No other system offers this combination out of the box. If there is a weakness in the system it is that the culture of ephemeral Web pages runs deep in many people's experience. If URIs are to be persistent they need to be designed and managed for persistence and the W3C Data on the Web Best Practices WG will offer advice on this, based on existing work such as the Study on Persistent URIs conducted under the European Commission's ISA Programme.

URIs are defined as being dumb strings with zero semantics but patterns are useful for developers. The little-used POWDER standard offers a semantically-valid way to make statements about groups of resources based on URI patterns — which may or may not be useful when making statements about thousands of sensors. In the context of the Web of Things, are there particular factors to bear in mind for URI design?

An aspect of the Linked Data/RDF world that causes some surprise and disquiet amongst those using the technologies for the first time is that it adheres to the Open World Assumption. Your RDF triples may be syntactically valid but there's no standardized method to validate the data against a particular model. Emphasis on standardized method: in fact there are any number of methods of doing this, notably SPIN, Resource Shapes and W3C's Eric Prud'hommeaux has been working on what amounts to an extension of Resource Shapes called Shape Expressions. This work ties in with long standing efforts at DCMI to develop Application Profiles and the expectation is that a new Working Group will be formed around this topic imminently.

Smart Open Data Finally, and perhaps of most relevance to the Web of Things, a workshop held in March this year looked at Linking Geospatial Data.
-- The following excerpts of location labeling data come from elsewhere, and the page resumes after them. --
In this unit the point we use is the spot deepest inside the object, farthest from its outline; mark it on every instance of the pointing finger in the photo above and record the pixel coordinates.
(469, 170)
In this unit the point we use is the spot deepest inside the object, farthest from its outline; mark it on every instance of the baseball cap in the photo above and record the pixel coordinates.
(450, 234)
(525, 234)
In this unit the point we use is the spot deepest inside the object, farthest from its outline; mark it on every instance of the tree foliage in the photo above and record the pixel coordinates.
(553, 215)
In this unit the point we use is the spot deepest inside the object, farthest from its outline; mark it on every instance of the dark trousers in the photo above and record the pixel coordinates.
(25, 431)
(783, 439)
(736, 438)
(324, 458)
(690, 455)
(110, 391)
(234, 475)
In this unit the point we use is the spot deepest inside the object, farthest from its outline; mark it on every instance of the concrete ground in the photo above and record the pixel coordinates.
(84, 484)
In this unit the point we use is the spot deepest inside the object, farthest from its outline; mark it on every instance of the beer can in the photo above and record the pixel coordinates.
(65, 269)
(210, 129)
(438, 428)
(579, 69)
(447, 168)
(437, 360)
Run under the EC's Smart Open Data project, it was organized by W3C with the Open Geospatial Consortium, the UK Government, Ordnance Survey and Google. The outcome of the workshop was that there is a strong desire for a new working group to be formed in which OGC and W3C will work closely together. Among the deliverables being considered for the proposed new WG are full standards for:

  1. GeoJSON/GeoJSON-LD (in cooperation with the original authors);
  2. the OWL Time Ontology (stuck at Working Group Draft since 2006 but widely used);
  3. the Semantic Sensor Network Vocabulary (developed by a W3C Incubator Group in 2011).
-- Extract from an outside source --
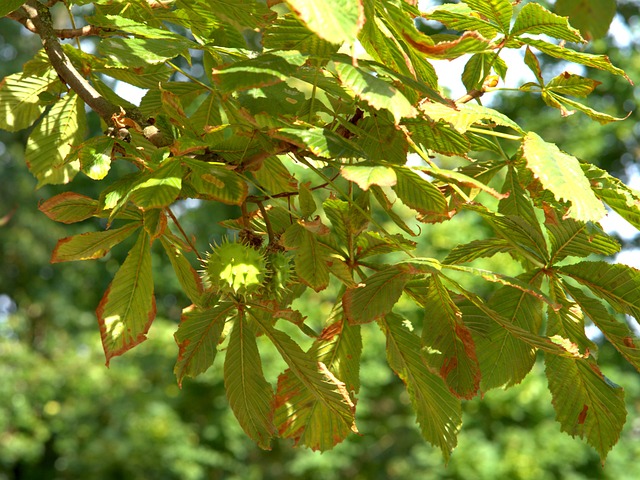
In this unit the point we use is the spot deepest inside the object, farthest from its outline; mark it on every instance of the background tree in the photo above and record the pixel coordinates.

What role should the Web of Things play in this (likely) work? NB. the likely WG under discussion here is separate from the Geolocation Working Group which is about to start work on a level 2 geolocation API to cover geofencing and a device orientation API.

Conclusion

The Web of Things promises a Web of Services built on top of the Web of Data. A lot of work is going on, or is already planned to be done, within the Data Activity. However, the use cases arising from the WoT are likely to be quite different from those coming from the open data movement, scientific research data and cultural heritage communities that form the majority of those involved already. Just as it is important for data not to be locked away in silos, it is important for the Web of Things community and the Web of Data communities not to be in separate rooms.